Cathedral Church of St. Luke
Dec. 16, 2018
by Christopher Hyde
The Renaissance Voices Christmas concert has long been the highlight of the season for those looking for that still, small voice amidst the hyperbole and commercialization. This year’s programs, two concerts Saturday and Sunday at the Cathedral Church of St. Luke, were no exception. As a bonus they included a new work by director Harold Stover: “For Christmas Day,” setting verses by Bishop Joseph Hall (1574-1656).
In style and content it belongs to the same family as the early works in which the a cappella choir excels and seems to have been written especially for them. The polyphonic voices, however, converge on some fascinating perfect intervals that would never have occurred to Palestrina ((1525-1594) but give the work an exquisite touch of dissonance.

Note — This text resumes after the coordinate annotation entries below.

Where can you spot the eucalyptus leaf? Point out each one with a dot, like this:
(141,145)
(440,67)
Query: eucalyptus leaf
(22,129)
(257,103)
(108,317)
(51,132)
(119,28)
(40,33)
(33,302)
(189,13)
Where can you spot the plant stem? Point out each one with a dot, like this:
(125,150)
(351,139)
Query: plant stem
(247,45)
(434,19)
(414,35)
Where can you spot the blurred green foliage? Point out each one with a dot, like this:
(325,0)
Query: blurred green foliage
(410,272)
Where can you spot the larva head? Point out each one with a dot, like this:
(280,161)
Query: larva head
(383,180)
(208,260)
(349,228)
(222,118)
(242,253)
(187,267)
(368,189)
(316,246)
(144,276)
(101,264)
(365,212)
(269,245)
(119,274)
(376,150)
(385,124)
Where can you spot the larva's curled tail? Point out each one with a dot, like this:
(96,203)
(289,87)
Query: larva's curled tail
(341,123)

It received a standing ovation from the large audience Sunday at St. Luke’s. (The ushers ran out of programs.)
Three other contemporary works appeared on the program, the first of which was a companion piece to an early plainsong, “Conditor alme siderum,” by Italian composer Carlotta Ferrari (b. 1975).

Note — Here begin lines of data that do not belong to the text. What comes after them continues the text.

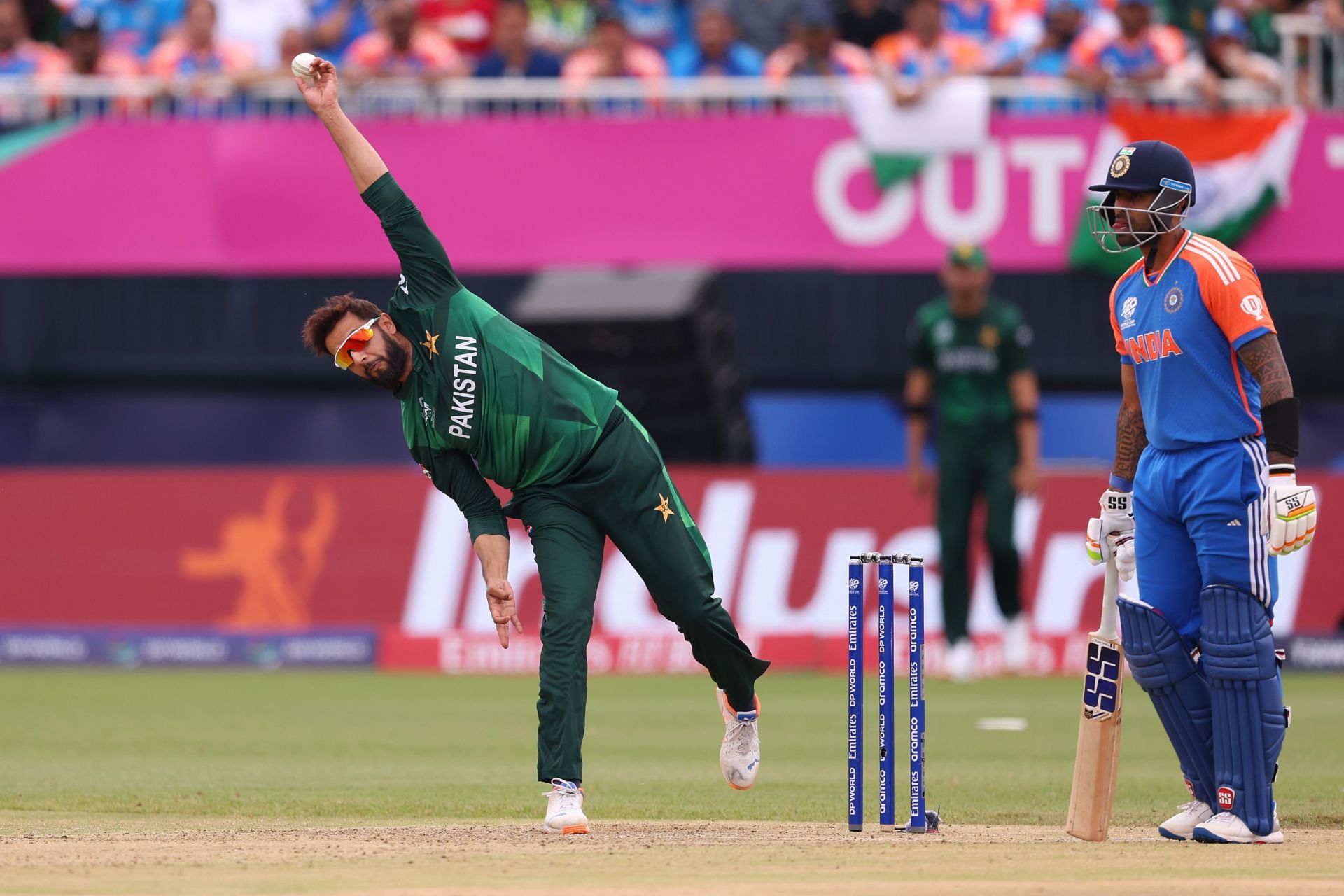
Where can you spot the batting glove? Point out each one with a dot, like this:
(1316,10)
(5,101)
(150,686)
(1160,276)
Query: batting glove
(1117,527)
(1292,511)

“The Shepherds sing, and shall I silent be?,“ by American composer Tom Mueller (b. 1985), was a devoted setting of verses by George Herbert (1593-1633), which were first read aloud by Kirk Read.
I found the sung version of Psalm 23 (“The Lord is my Shepherd…”) by Patricia Van Ness (b. 1951) of Cambridge (Mass.), less effective than some of her earlier works performed by the choir in previous concerts. It is part of a project to musik all 150 Psalms. She would be advised to use the King James versions, which are poetry, instead of the wooden, pedantic and condescending translations of the Revised Standard Bible.
The spoken selections this year were outstanding, including Yeats’ horrifying “The Second Coming,” read by Bernie Horowitz, E.B. White’s “Christmas Wishes” by Woody Howard and Steve Ryan, the aforementioned “The Shepherds Sing,” and Christina Rosetti’s “A Christmas Carol, read by Sarah Potter.
The choir continued its exploration of Neun Advent-Motetten, by Josef Rheinberger (1839-1901), which should be heard more often around this time of year.
About the Renaissance Voices performance of works by Palestrina, Francesco Soriano (c.1548-1621), and Andrea Gabrieli (1532-1585) there is little to say. except that they filled the cathedral with glorious sound up to its vaulted ceiling, just as the composers intended.